The first 2000 Jews are deported from Holland to Auschwitz.

The Germans begin deportation of the Jews of Warsaw. In two months, 254.000 will be sent by train from the Warsaw ghetto for extermination in the gas chambers of Treblinka.

Adam Czerniakow (1880-1942), head of the Warsaw Jewish Council, commits suicide rather than sign children's deportation orders. He keeps a secret diary that serves as a reliable document of the destruction of the Warsaw Jewry.

August: The first Jews from Belgium are deported to Auschwitz.

Gerhart Riegner, World Jewish Congress representative in Geneva, advises U. S. Vice-Consul Howard Elting Jr., of the Nazi plan to kill the Jews of Europe.

September: An instruction from the Swiss police explains that "refugees on the grounds of race alone are not political refugees", and Swiss frontier police refuse entry to more than 9.000 Jews from France.

November: The Nazis deport 513 Jews from Norway to Auschwitz.

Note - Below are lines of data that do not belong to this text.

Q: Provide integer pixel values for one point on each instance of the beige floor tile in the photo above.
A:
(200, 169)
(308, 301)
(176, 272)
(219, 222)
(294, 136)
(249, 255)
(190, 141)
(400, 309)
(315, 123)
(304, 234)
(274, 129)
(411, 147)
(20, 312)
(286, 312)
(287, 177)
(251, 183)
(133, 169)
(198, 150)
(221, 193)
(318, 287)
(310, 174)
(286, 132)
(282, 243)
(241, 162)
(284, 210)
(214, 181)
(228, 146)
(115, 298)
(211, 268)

The selection and gas chambers begin operation at Majdanek.

December: A day of mourning and prayer on behalf of the European Jewry is observed throughout the U. S. and in 29 foreign countries. In New York, 500.000 Jewish workers stop work for 10 minutes of protest. The following day the Jewish workers make up the 10 minutes of lost time.

Rabbi Michael Weissmandl, Slovakian Orthodox rabbi involved in rescue efforts, appeals to world Jewry for aid.

Together with Joel Brand and Samuel Springmann, Rudolf Kasztner helps create the Relief and Rescue Committee of Budapest.

During 1942, the Nazis murder 2.7 million Jews. It is the year of the greatest coordination of the "final solution".

Leon Blum, former French premier, is brought to trial by the Vichy government. In 1943, the trial will be suspended and he will be sent to Buchenwald by the Germans. Blum will be liberated in May 1945.

Ernst Lubitsch directs "To Be or Not to Be", a black comedy satirizing the Nazis and their ideology.

Irving Berlin, U. S. songwriter, writes "White Christmas", a popular song for the movie "Holiday Inn".

Frank Loesser (1910-1969), U. S. composer and writer, writes the words and music of his famous song "Praise the Lord and pass the ammunition".

David Oistrakh (1908-1974), Soviet violinist, is awarded the Stalin Prize.